Whatever it is that you are putting off, you know you need to do it but you keep finding a reason to delay it. What you are really doing is pretending that you are staying in the game because you haven’t lost. In reality, you are not even in the game. You are sitting on the sidelines playing the role of a spectator in your own life.
Did you find yourself in one of these? Just about everyone does. If you saw yourself, good. Awareness is the first step to turn yourself around. That takes courage, but you can’t change what you can’t see.
The next step
The next step is to make a commitment; you need to commit yourself to changing both your attitude and your behavior. Spend some time looking at the areas of your life that you’re unhappy with – what are these areas and what negative thinking and avoidance behavior are you practicing in these areas? Now, let’s begin to discover how to confront this thinking.
In his excellent book, What Happy People Know, Dr. Dan Baker talks about fear and love:
“We need to be willing to charge headlong into the inferno of our most horrific fears – eyes open, intellect and spirit at the ready.… That takes courage, and that’s when courage is one of the prerequisites for happiness. But where does that ability come from? What power grants the strength to overcome the sick, shaky feeling of fear? Only one power is that strong: love. In the ultimate analysis, human beings have only two essential, primal feelings: fear and love. Fear compels us to survive, and love enables us to thrive.… For you to be happy, love must lead this dance.”
Dr. Baker goes on to talk about appreciation as the highest, purest form of love. It’s higher than romantic love, the love parents have for children, or the love children have for parents. It’s the strongest love there is, and it’s the only thing strong enough to be the antidote to fear.

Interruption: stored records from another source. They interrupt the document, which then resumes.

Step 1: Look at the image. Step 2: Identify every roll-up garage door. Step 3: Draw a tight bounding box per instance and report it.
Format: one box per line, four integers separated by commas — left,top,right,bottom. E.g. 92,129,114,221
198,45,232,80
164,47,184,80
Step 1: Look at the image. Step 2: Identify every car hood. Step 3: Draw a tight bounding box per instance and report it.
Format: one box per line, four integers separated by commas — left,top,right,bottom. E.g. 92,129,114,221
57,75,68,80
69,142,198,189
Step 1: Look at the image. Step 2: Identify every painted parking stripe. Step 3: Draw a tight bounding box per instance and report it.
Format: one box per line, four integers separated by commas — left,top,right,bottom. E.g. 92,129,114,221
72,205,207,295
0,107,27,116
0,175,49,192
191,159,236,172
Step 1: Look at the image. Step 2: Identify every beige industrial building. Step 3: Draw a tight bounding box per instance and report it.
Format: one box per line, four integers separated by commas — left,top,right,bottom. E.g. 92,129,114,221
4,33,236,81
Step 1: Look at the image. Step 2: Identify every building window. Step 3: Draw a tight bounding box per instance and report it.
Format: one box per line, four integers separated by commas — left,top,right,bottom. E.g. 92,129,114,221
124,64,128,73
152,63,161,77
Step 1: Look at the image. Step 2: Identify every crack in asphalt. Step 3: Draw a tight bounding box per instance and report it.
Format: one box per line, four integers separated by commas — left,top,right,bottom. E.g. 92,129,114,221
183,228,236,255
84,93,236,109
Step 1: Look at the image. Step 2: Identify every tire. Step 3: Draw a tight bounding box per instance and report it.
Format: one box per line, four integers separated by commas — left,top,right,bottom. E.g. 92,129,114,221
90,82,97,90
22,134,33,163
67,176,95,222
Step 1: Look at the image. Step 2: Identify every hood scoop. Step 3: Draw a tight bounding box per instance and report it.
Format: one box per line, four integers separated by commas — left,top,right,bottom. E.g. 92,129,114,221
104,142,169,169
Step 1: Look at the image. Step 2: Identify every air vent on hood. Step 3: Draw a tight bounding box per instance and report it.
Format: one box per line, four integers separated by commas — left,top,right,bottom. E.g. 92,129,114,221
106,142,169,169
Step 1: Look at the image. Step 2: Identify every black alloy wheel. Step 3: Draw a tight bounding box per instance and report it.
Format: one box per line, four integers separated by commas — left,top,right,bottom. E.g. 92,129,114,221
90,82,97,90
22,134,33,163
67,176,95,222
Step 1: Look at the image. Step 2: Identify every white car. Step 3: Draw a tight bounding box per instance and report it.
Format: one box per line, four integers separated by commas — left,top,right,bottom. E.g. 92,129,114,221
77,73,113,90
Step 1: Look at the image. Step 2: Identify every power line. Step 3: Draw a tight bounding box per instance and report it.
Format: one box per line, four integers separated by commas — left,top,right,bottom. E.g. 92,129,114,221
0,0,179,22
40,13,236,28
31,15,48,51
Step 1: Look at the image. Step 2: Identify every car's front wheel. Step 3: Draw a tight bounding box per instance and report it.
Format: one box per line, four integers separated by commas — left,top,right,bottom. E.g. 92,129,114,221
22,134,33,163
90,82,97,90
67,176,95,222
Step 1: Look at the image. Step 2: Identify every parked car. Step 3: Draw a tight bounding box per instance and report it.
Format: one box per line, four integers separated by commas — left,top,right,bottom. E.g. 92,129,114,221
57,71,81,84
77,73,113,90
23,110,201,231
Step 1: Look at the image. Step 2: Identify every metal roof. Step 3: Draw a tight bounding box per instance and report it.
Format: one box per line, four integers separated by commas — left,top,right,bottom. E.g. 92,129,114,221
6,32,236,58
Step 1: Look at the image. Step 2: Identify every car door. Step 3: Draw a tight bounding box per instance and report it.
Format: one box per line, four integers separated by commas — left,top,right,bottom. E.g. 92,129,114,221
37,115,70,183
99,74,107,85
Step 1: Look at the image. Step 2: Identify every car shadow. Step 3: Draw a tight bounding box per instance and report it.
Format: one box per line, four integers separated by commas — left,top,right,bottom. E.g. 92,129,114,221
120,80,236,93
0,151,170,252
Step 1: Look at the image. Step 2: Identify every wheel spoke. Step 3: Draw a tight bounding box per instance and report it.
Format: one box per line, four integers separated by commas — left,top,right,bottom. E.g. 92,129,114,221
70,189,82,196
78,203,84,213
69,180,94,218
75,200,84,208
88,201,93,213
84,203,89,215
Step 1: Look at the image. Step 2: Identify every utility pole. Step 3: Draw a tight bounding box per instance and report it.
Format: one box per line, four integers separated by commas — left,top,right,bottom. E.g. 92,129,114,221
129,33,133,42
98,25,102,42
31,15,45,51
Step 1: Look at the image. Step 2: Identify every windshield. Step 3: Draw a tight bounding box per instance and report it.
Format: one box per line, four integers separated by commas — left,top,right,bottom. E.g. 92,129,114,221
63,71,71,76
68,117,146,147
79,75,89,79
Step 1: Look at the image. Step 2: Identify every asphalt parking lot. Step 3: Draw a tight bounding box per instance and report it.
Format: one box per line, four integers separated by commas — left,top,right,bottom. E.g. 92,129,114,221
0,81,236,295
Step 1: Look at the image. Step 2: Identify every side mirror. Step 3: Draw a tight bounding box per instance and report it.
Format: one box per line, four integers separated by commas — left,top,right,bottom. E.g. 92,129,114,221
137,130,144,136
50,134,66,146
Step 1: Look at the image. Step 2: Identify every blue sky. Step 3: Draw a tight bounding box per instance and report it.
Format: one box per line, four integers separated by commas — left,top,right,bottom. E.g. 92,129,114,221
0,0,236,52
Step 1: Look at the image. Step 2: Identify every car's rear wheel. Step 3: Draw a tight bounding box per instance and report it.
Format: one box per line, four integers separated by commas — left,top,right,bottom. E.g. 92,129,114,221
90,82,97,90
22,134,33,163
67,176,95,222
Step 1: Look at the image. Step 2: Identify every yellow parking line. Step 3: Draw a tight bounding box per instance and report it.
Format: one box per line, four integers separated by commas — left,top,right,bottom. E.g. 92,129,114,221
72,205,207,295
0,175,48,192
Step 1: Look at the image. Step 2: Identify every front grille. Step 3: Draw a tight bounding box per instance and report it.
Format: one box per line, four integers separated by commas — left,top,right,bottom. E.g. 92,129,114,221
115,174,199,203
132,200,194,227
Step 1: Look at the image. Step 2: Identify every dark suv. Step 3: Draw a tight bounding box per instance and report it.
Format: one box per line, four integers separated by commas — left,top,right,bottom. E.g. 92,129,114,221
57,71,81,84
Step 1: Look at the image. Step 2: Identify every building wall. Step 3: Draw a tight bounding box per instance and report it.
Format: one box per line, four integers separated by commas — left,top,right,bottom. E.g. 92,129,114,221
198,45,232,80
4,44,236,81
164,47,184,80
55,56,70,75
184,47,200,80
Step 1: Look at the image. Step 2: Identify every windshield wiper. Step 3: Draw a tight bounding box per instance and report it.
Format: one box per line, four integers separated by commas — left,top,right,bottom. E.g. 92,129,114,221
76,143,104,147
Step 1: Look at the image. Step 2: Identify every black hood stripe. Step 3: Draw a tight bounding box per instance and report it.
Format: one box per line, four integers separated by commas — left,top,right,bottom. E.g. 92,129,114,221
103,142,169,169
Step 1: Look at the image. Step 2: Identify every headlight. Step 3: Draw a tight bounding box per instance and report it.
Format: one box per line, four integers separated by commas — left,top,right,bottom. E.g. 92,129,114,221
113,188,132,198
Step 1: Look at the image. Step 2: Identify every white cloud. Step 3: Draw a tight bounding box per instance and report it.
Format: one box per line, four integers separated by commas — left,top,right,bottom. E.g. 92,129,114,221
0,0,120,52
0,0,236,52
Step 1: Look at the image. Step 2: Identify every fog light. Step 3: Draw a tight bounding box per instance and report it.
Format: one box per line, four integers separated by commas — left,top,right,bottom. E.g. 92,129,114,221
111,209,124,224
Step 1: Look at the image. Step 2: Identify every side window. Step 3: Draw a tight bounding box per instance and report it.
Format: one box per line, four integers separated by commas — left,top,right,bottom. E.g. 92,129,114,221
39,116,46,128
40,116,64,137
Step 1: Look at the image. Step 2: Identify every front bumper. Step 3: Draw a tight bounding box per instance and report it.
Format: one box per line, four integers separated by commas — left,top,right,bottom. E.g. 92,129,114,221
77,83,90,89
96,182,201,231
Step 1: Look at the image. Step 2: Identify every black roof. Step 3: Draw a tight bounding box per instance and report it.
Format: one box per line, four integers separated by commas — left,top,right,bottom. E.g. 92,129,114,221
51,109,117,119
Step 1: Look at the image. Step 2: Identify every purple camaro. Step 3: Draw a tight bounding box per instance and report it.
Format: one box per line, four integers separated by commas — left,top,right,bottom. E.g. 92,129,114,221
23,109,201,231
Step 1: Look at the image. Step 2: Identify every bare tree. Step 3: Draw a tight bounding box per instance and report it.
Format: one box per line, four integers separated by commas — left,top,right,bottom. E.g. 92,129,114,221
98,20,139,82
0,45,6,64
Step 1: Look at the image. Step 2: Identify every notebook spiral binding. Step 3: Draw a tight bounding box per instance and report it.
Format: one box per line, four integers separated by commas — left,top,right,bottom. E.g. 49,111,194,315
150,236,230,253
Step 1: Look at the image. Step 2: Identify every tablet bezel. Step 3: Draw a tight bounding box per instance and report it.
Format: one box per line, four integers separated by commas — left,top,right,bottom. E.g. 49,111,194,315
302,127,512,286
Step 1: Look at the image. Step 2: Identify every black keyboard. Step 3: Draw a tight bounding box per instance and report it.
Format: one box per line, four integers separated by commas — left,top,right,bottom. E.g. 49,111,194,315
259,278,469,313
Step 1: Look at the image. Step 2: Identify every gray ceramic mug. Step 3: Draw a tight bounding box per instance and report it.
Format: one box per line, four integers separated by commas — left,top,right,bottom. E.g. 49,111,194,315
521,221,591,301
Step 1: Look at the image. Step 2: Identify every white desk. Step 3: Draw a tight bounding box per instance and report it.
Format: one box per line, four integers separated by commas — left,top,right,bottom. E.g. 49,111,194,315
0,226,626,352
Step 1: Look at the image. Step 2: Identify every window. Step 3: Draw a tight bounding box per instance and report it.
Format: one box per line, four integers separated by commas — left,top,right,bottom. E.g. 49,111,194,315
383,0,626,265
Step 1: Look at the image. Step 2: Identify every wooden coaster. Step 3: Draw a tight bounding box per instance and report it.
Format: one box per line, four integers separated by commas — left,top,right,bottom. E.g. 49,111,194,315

An attitude of appreciation can help you survive all the difficulties in this world without being destroyed by them. It’s the type of love that allows you to enjoy an experience while being able to let go. This attitude can help you when you lose loved ones, when unfortunate things happen, and even with confronting your own death. You face the fact that these negative things happen and you’ve chosen to experience and enjoy the good things, including your own life, while you have them. Dr. Baker concludes that the constant fear of loss is what creates our unhappiness and that once we face and accept this, we will be able to be happy.
Much of our unhappiness is caused by anticipation of what may go wrong; rather than things that have actually gone wrong. Think about that for a minute; we become unhappy due to things that have not and may never happen i.e. they are figments of our imagination. When you realise that; you realise that much of our unhappiness is completely irrational.
Of course bad things will happen in life but you must not become obsessed by them. When you allow negative anticipation to control your decision making; you lose so much more than you will ever gain e.g. imagine how much better your life could be if the person you fancy agreed to a date or if you broke free from the bully. When you focus on what could be gained; you realise that risk of loss is miniscule in comparison. Be true to who you are, believe in your inherent worth, and face things as they come.
Self confidence is big factor in happiness. If you are lacking confidence, check out Unbreakable Self Confidence.
Replacing fear with truth and courage is the road to happiness. Choose happiness and act with courage.